Now, it's possible that two viruses recombined naturally, but then why did the virus first show up in Wuhan? Wuhan is a thousand miles from the bat caves where they found these viruses in Yunnan. As far as we know, they did not exist in Wuhan, except in the WIV's freezer.

I'd like to hear more about the info in your second paragraph. Is there any reading material (articles, papers, etc) you suggest? It sounds quite interesting, and I had not heard about the spike affinity wrt ferrets.
So which is it guys?

1) It was man-made, and biologically engineered in a lab. It escaped containment.

2) It came into being because the Chinese eat bats. So China should shut down the wet markets.

Because it cannot be both.

The Trump Regime is lying and talking out of their asses, to cover up their own incompetence. And they are saying that it is both. And the American public are so gullible, that they’re believing everything Trump’s henchmen are saying (or at least his supporters are).

Perhaps a more plausible theory, is that it really did emerge naturally from some random mutation in nature. And the Chinese were the first to detect it.

The Lancet published back in January [1], a theory that the virus had no connection to the Wuhan Seafood Market, this was just coincidence that some early patients had gone there.

Thus, the virus existed, before it got to the seafood market.

The interesting new info, is that the French are now saying that they detected their first case back in December 27, 2019, after reviewing old case files [2]. This was 4 days before China published to the W.H.O. about the possibility of a new novel coronavirus.

How is this even possible? Did the virus just magically hop on a plane in December?

[1] https://www.sciencemag.org/news/2020/01/wuhan-seafood-market...

[2] https://www.telegraph.co.uk/news/2020/05/03/french-politicia...
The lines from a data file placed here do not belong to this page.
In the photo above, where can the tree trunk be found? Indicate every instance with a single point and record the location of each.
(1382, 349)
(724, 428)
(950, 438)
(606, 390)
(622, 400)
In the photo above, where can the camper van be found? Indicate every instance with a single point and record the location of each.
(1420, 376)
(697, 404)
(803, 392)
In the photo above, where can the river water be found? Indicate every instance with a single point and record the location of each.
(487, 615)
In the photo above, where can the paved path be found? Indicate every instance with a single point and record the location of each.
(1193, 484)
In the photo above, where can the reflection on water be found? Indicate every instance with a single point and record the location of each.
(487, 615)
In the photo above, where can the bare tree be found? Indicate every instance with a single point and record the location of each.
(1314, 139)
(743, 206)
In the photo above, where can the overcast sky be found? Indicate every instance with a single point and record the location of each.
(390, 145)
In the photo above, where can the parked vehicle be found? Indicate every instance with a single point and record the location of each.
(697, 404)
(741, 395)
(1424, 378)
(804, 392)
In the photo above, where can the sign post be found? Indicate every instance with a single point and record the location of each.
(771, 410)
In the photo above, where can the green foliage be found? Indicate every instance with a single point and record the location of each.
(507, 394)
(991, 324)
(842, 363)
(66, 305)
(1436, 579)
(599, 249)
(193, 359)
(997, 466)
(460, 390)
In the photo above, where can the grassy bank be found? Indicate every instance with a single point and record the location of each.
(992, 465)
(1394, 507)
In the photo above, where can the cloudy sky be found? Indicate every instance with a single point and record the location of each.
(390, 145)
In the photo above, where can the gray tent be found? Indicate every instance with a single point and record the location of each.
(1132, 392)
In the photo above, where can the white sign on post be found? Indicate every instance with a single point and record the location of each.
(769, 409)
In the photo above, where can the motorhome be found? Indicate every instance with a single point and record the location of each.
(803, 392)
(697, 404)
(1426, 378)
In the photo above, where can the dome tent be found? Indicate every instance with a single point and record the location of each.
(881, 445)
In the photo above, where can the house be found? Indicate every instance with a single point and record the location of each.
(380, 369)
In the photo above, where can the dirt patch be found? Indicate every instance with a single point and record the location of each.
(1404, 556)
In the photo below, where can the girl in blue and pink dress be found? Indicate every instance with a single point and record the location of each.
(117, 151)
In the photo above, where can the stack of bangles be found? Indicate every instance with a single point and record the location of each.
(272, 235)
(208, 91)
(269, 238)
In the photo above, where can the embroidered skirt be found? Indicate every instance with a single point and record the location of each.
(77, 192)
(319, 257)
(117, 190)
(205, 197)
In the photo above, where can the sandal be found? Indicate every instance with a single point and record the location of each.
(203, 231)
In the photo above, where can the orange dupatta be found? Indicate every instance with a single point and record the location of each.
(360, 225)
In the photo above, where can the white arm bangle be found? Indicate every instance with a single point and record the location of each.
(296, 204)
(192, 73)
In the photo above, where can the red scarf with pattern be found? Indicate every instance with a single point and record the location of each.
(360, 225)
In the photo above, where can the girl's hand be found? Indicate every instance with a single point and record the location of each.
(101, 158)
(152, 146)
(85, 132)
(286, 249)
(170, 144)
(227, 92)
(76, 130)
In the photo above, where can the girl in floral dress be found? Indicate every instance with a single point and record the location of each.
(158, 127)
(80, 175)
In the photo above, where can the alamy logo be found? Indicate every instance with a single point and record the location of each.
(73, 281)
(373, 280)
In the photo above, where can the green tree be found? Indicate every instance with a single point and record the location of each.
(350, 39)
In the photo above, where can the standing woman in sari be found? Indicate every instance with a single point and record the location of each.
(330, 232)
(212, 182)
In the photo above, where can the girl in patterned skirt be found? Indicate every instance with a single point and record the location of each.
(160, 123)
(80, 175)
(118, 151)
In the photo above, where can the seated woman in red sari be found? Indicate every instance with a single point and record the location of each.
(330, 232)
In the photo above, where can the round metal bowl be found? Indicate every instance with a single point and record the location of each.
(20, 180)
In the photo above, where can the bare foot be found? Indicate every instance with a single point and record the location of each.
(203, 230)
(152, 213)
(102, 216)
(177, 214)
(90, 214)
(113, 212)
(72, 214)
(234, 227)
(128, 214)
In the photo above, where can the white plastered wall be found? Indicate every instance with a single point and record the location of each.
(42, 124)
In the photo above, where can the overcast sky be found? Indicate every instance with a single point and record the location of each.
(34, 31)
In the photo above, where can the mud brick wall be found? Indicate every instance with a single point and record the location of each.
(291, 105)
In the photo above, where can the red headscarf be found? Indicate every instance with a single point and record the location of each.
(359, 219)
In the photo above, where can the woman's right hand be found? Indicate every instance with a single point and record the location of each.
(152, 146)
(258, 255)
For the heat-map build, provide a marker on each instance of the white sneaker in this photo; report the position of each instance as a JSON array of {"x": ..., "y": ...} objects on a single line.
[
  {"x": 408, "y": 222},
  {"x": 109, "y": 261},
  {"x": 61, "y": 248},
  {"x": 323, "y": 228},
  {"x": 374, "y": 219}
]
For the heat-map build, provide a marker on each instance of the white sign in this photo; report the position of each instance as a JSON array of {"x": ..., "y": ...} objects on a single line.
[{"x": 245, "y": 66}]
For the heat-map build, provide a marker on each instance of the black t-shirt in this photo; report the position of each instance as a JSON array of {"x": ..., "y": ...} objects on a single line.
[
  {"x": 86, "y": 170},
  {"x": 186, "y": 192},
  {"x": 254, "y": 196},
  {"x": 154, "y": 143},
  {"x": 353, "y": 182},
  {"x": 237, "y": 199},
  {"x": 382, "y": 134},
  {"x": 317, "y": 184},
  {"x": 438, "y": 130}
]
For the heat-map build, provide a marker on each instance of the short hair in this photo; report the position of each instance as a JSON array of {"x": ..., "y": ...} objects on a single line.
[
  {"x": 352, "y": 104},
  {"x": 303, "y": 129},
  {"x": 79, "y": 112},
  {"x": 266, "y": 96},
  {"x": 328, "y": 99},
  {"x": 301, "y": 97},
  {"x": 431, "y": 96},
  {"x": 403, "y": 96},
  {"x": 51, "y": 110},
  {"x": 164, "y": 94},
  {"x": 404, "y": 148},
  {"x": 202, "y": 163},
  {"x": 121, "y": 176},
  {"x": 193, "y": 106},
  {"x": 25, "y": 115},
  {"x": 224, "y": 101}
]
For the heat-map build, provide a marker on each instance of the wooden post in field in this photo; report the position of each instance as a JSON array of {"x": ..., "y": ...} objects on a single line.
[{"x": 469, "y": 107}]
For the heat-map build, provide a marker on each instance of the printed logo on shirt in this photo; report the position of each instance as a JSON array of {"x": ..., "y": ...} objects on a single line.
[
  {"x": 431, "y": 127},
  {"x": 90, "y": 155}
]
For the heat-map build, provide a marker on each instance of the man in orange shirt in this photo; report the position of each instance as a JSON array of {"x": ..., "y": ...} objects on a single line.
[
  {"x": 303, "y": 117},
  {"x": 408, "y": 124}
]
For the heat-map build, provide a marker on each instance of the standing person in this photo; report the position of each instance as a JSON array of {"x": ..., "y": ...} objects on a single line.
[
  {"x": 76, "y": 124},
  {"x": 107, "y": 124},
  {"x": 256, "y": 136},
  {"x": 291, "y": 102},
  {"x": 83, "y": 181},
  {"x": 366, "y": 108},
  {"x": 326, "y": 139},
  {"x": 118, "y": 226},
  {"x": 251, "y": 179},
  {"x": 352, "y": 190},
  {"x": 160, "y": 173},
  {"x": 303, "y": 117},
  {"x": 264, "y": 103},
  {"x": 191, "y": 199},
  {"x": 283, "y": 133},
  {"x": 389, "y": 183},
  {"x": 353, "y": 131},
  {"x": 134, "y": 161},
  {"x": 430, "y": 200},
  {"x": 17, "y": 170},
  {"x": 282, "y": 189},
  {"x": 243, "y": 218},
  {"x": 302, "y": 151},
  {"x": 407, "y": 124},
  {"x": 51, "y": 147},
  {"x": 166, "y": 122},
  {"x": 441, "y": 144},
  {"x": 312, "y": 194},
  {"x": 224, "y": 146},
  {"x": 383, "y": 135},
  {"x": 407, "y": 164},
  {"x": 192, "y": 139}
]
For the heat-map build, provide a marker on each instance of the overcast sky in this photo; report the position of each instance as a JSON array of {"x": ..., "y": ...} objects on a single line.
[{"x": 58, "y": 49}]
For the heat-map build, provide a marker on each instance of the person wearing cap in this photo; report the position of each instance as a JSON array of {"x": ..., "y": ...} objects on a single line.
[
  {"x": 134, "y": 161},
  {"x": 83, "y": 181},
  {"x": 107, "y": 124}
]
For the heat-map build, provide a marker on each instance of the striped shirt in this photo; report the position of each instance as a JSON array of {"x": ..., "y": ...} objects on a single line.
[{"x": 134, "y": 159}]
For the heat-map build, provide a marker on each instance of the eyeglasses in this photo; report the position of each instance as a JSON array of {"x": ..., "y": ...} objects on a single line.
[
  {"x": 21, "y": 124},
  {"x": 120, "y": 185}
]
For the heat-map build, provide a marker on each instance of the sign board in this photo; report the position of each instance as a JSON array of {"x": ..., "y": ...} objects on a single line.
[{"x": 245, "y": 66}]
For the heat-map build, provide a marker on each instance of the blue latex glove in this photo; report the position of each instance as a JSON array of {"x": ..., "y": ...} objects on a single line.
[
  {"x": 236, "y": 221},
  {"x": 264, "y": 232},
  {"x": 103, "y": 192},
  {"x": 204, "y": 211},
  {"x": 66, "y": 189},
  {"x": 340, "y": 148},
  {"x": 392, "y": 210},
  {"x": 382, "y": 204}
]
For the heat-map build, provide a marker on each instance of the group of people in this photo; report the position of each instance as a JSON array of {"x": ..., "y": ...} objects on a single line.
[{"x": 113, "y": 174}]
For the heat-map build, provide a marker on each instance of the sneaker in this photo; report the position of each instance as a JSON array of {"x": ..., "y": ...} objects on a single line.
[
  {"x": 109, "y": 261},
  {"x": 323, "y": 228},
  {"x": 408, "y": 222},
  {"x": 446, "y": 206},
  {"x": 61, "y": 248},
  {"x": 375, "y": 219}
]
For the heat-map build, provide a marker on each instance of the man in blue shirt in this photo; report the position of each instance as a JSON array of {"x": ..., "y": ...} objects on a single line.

Edit: If you’re going to downvote me, then provide some counter evidence to prove me wrong.

Just a note: a call to stop the sale of "bush meat" in wet markets is not dependent on how this outbreak started. AFAIK the practice has been considered a disease risk for some time. While obviously the pressure to do something is much stronger now, that pressure would remain even if the outbreak was conclusively shown to be unrelated, given public awareness of just how disastrous a pandemic really is.

>The Trump Regime is lying and talking out of their asses, to cover up their own incompetence. And they are saying that it is both. And the American public are so gullible, that they’re believing everything Trump’s henchmen are saying (or at least his supporters are).

Please limit the partisanship. The point you're making can be expressed in a way that is less vitriolic and more open to meeting of minds.

Have you read http://chinamediaproject.org/2020/01/27/dramatic-actions/ ? Given the long incubation time, and large number of asymptomatic carriers, and global flights for all sorts of reasons i see no contradiction in the timeline.

What got diagnosed early on was just the tip of the iceberg, from some cases developing serious symptoms.

Furthermore: 1st case/patient zero=Stall operator from the seafood market... Does anybody know WHICH sort of stall he operated? Maybe he delivered test animals (in)to the lab, and got infected that way?